Once those bottlenecks started clearing last year and consumers left quarantines and lockdowns, companies were left with a pile of items they could not sell.

Although talking about ordering practices and goals is valuable, the reality is most plans are rarely executed perfectly. In order for shippers to rightsize inventory, they still have to accurately forecast demand, something few if any have done effectively over the past three years.

The IOTI is showing that shippers are still shrinking their total orders. And while they did increase bookings slightly from China before the Lunar New Year dead period — when many Asian countries cease production for multiple weeks — the aggregate figure was not pushed much higher as it normally is in December. This indicates they do not foresee any strong demand increase over the next six to eight weeks — the average length of time before goods are needed after ordering them.
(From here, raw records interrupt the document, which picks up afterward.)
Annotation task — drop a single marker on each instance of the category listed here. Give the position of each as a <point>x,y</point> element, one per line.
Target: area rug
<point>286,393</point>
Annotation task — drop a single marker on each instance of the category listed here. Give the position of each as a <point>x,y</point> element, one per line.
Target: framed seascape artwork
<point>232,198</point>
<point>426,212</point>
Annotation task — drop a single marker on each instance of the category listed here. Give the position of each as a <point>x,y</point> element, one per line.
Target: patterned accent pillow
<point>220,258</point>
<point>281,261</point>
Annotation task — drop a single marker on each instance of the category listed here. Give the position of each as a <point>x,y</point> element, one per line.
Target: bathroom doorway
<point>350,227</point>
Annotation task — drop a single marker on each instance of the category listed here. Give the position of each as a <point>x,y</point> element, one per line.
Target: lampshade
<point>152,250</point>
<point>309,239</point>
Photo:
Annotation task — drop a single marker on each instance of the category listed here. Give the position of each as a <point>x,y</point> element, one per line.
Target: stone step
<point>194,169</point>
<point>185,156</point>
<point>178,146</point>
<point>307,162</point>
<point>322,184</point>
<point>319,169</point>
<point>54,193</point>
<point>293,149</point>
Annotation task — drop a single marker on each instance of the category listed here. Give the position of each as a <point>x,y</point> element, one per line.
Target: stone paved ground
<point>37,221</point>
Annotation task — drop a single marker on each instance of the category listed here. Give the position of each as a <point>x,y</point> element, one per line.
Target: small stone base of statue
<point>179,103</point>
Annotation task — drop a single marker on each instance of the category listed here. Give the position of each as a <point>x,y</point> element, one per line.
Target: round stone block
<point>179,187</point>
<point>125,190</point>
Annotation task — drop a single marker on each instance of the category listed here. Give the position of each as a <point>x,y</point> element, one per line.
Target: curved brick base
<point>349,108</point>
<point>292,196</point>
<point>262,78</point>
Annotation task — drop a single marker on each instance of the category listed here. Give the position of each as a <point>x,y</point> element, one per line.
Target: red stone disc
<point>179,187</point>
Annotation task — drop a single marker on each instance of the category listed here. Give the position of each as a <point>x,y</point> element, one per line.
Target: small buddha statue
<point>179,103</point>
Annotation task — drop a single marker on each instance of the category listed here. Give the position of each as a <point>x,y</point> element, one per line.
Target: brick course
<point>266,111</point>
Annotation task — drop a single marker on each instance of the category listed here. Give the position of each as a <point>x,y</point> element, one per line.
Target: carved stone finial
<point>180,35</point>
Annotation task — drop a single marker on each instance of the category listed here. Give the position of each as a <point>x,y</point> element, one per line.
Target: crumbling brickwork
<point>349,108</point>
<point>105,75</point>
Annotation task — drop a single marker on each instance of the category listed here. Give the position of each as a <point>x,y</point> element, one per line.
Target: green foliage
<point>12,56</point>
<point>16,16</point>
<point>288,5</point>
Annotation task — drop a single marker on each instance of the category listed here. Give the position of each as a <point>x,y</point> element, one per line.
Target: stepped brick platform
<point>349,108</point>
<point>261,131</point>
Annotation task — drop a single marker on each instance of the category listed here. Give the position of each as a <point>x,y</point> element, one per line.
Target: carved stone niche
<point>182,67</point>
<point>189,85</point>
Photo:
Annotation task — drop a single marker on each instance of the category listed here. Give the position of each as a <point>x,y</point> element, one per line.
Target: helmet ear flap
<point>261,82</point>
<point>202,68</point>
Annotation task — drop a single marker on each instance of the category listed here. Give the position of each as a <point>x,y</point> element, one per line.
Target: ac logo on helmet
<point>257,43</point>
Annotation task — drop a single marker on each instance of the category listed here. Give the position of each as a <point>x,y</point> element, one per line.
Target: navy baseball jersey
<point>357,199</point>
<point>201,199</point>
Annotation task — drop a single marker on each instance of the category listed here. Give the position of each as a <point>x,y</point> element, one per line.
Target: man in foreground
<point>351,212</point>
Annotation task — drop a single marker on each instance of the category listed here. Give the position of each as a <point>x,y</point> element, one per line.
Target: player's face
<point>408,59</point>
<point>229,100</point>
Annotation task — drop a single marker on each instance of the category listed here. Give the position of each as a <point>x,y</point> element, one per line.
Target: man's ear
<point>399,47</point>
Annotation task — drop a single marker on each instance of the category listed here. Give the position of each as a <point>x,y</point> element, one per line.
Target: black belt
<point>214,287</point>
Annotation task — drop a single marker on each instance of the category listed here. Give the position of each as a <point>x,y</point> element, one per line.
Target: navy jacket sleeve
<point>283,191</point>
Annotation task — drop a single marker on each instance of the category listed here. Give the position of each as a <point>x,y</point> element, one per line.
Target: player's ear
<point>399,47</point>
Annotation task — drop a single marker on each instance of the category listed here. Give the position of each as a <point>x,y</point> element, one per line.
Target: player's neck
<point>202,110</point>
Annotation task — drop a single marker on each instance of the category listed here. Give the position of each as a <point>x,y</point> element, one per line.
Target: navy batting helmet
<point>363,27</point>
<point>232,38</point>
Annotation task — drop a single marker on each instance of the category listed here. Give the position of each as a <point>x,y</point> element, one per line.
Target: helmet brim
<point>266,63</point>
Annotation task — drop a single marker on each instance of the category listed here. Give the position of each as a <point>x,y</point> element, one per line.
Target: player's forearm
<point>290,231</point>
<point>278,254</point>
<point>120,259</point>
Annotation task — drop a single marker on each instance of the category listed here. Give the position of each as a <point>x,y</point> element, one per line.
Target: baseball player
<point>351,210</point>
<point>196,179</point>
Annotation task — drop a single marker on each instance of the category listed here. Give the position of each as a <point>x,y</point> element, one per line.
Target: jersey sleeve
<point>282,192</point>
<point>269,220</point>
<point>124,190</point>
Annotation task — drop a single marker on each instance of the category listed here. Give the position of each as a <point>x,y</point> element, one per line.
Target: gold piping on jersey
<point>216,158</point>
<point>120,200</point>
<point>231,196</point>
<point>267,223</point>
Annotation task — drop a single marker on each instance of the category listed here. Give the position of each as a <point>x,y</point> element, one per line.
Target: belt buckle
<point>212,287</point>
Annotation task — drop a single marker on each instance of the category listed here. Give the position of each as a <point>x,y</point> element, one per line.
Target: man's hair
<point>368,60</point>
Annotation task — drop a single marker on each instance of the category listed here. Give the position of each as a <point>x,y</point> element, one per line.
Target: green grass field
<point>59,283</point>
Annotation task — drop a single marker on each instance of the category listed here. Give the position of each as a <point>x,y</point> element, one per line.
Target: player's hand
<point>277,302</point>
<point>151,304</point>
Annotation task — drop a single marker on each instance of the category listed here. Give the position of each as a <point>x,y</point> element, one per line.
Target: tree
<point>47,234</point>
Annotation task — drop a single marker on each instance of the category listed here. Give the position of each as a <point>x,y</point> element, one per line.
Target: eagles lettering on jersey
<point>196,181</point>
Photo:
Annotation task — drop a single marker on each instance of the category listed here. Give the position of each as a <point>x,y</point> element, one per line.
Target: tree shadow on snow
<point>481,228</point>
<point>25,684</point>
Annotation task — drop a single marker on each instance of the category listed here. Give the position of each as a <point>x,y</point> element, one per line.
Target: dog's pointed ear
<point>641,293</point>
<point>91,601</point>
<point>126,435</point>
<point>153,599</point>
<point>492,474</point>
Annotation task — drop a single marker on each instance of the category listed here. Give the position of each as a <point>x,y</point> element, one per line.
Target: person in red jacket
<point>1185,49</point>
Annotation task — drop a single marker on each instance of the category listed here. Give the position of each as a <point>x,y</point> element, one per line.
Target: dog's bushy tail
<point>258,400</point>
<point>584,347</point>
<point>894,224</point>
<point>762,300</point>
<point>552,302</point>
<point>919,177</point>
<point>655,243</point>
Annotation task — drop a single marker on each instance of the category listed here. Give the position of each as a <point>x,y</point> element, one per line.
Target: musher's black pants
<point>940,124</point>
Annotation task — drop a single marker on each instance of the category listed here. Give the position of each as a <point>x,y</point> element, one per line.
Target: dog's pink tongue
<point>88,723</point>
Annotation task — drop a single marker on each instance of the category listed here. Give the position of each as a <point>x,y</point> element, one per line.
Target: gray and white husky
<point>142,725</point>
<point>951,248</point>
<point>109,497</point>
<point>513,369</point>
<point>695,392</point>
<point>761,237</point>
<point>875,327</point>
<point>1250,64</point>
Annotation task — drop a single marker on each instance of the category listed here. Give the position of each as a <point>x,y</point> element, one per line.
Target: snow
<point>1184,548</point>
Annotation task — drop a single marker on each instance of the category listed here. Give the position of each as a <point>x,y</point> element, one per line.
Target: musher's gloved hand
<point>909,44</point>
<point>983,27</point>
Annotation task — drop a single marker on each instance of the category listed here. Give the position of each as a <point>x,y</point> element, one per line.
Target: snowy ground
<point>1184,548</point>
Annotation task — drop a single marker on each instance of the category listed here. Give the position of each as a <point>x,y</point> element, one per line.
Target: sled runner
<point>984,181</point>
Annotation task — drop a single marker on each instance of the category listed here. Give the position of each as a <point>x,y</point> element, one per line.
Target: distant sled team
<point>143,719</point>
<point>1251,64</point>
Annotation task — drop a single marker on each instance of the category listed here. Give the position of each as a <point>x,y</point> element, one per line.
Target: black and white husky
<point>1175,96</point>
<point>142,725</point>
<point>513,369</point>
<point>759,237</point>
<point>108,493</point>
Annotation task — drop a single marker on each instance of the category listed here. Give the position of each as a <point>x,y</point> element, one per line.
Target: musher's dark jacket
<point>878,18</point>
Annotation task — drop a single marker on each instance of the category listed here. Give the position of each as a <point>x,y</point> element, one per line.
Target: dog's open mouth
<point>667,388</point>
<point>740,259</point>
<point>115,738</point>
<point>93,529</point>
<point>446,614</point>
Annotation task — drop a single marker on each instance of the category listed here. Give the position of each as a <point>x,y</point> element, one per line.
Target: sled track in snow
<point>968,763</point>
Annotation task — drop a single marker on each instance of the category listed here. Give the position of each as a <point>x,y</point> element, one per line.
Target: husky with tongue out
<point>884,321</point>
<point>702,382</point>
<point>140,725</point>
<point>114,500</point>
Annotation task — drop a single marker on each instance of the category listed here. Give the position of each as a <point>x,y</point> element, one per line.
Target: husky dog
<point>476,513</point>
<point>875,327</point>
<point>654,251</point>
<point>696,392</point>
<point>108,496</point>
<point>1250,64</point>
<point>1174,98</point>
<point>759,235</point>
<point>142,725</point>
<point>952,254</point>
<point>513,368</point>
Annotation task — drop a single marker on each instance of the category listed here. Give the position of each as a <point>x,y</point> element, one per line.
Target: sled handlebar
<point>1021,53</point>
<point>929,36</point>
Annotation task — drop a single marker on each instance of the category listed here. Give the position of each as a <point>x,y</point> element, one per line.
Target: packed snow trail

The latest Logistics Managers’ Index (LMI) report validates the idea that companies still haven’t quite figured out inventory management. Our article from a few weeks ago discussed the inventory-level component of the LMI and how it showed expansion in the growth rate of inventories in December. That trend continued in January as the inventory levels subindex grew from 56 to 62. Values above 50 indicate expansion, while those below it show the rate of contraction.

An acceleration in inventory growth at this point is somewhat unexpected considering shippers have recognized the deterioration in demand, and supply chains have mostly fallen back to normal, making deliveries more reliable. This could suggest consumer demand is still below expectations for many.

The positive news is the rate of deterioration has slowed significantly, and it doesn’t seem that sharp shifts — both down or up — are likely in the near term. The bottom line is that until bookings stop falling, the floor hasn’t been hit.

Lunar New Year started on Jan. 22. Typically, import bookings do not fully recover for about a month after it commences. All eyes should be on the IOTI on Feb. 22, which will be a telling data point for whether we have returned to a more seasonal world or not.